Until last year I thought I would die alone and was okay with it (m 25). I met her (26 F) in December and we hit it off, I have no experience with dating but she was kind enough to help me out. Basically she puts a lot of effort into this relationship (me too). But now (after 4 months) she wants to get married in a year or 2. I love her ( I think) but I am nowhere successful or responsible enough I feel. She is almost perfect with a great job, good salary, amazing savings etc. Plus i have a genetic condition which makes physical activities a bit harder and this condition has a 50% chance to transfer to my child. She knows this and is accepting of it , but why do I feel she is settling for less? I feel one day she will realise what a mistake this was. I am okay with living alone for the rest of my life, because i never thought I would find someone in the first place.

Should I go ahead with the marriage? How do I know if she is the one, I like her but the future is so uncertain it makes me….

4 comments
  1. I think maybe you’re overshooting here- beginning to talk about the possibility of getting married someday, or in a year or two, is totally normal. My wife and I would sit in the aisles of bookstores and flip through wedding magazines and marriage advice books well before we got engaged just to talk about what that would look like for us someday.

    Don’t overthink it. If she’s just saying hey, this is something I want in the future, maybe in a year or two, consider that a beautiful gift and a compliment. She sees a future with you, don’t get so caught up in the little details that you push her away.

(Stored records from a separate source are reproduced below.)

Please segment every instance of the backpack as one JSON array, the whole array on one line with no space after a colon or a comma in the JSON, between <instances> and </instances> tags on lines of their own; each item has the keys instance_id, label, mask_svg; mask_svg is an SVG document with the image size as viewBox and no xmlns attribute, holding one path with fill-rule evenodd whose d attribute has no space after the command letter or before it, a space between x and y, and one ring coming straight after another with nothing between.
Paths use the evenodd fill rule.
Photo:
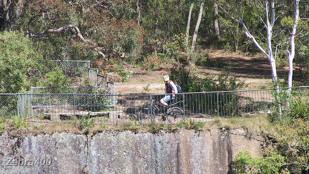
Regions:
<instances>
[{"instance_id":1,"label":"backpack","mask_svg":"<svg viewBox=\"0 0 309 174\"><path fill-rule=\"evenodd\" d=\"M181 91L181 87L180 87L180 86L179 85L177 85L174 81L172 81L172 82L173 82L173 83L175 84L175 85L176 85L176 87L177 88L177 91L178 92L178 93L179 93L180 92L180 91Z\"/></svg>"}]
</instances>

  2. I knew I wanted to marry my wife after dating for 2 months. We got married 9 months after we started dating. Been married 27 years. We started with nothing and built our life together. Getting married isn’t about what material assets or even person success you bring. Instead it is about what together you can accomplish. Studies show Married couples earn more money, live longer, have more sex, and are overall happier. And first marriages have only a 35% divorce rate compared to second and third marriages that have almost 65% divorce rate. This is where the 50% divorce rate comes. It really is just a small % that drive up the divorce rate. And if you don’t live together before marriage, your % of not getting divorce skyrockets.

    Good luck, but remember marriage is about making a decision that you are going to love, honor, and cherish another person above all others. This is a decision you make and choose to act on. It isn’t just a feeling. Best decision I made in life.

  3. When to get married is something that *both* parties in a relationship have to agree on based on mutual comfort and desire. You are not obliged to marry her because she presents you with the opportunity, or conform to her timeline if it makes you uncomfortable. Four months in *is* a tad soon to be making lifelong decisions (for most people, particularly those with a less-than-crystal-clear idea of what they want in life). It sounds like you are dealing with some intense anxiety around feeling worthy of your partner’s devotion. I would take some time to address this, rather than worrying whether you are successful enough to get married Marriage isn’t about what material things you have to give another person in the abstract so much as about feeling emotionally ready to commit to a life partnership with a particular person. In two years you could very well be feeling more secure and ready to take that step. It’s better for everyone if these decisions are organic, not forced. It sounds like your partner is a very understanding person, so I wouldn’t assume that just because she’s tossed out this general time frame it means she won’t hear your concerns and respond to them fairly. Talk to her honestly about your fears. If she loves you and wants to be with you, your comfort will matter to her.

  4. This girl sees you for who you are, genetics and all. You are obviously underestimating some really good qualities in yourself! Look at it this way, if you future wife had a disease or accident that left her with permanent injuries, would you leave her? Of course not! I’d look upon this relationship as a blessing and just press forward with the goal of being the best husband and father you can be. There are lots of children waiting to be adopted, so if you decide not to have your own children, that shouldn’t stop you from being great parents. I would talk about that ahead of marriage though, just so you are on the same page.